Akşamdan çantasını hazırlamaya koyulmuştu. Yarın saat 05:30 gibi Lifos tepesinin zirvesine yapacağı tırmanışın başlangıç noktasında olması gerekiyordu. Erken saatte kalkacağı için şimdiden hazırlıklarını tamamlamasının doğru olacağını düşündü. Bu tür etkinlikler öncesi yüreğini bir heyecan sarardı. Ertesi günün sabahında doğanın içinde olacağının heyecanı ile uykunun yerini geceden kuracağı yürüyüşün hayali alırdı. Yatağa girdiğinde ise huzursuzlanan kalbinin boş sokaklarında sağa sola dönerek uykuyu arardı. Bir an evvel sabah olmasını ve doğa ile baş başa kalmayı sabırsızlıkla beklerdi. Uykuya dalmadan da zamanın geçmesi mümkün değildi. Her zamanki gibi uyumak için zorlanıyordu ve bu durum canını çok sıkmaya başlamıştı. Bir ara gecenin tam ortasında çalan kapı zili gibi ürkütücü köpek havlamaları ile uyandığını fark etti. Sıkıcı uyku öncesi sağa sola dönüşler bitmiş uykuya dalmış meğer. Kolundaki saatin ışığını yaktığında saat 03.15’i gösteriyordu, bir saat kadar daha uyuyabileceğini düşünerek gözlerini kapatmaya çalışsa da dışarıda köpeklerin koro halinde söyledikleri şarkılar ve yıldızların parıltısı odayı konser alanına dönüştürmüştü.
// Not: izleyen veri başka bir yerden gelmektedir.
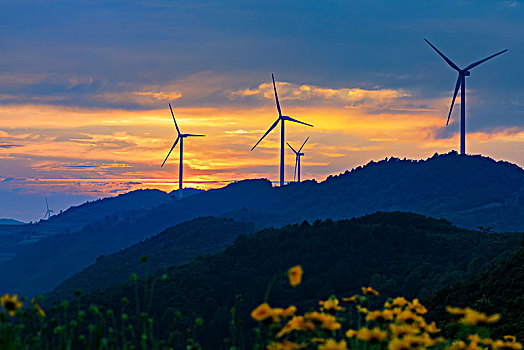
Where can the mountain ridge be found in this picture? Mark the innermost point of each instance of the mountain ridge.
(490, 198)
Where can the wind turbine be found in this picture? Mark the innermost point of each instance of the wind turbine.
(180, 137)
(297, 162)
(48, 211)
(461, 83)
(282, 118)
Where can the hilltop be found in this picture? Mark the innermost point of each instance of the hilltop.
(469, 191)
(397, 253)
Bir an evvel bu havlamalı konser alanını terk etmeliydi. Uykunun derinliklerine doğru emin adımlarla basamakları çıkarak alacakaranlığa ilerledi.
Ömer Faruk uykunun ışıksız sokaklarında kaybolmuştu. Çalar saatin kendisini uyandırması için attığı çığlıkları bile ninni gibi dinliyordu. Sabah uyanması gereken saatten 15 dakika geç kalkmıştı, aceleyle lavaboya yönelerek elini yüzünü yıkadı, çaydanlığa suyu koydu. Çay demlenene kadar üzerini değiştirmek için odasına geçti. Hızlıca üzerini değiştirdikten sonra mutfağa geri döndü. Çaydanlığın kapağını açtığında burnuna gelen misler gibi yeni demlenmiş çay kokusunu içine çekti. Çaydanlıktaki çayı termosunun içine boşalttıktan sonra zirveye 200 metre kala yapacağı kahvaltı için hazırladığı kahvaltılıkları termosuyla beraber çantasına yerleştirdi.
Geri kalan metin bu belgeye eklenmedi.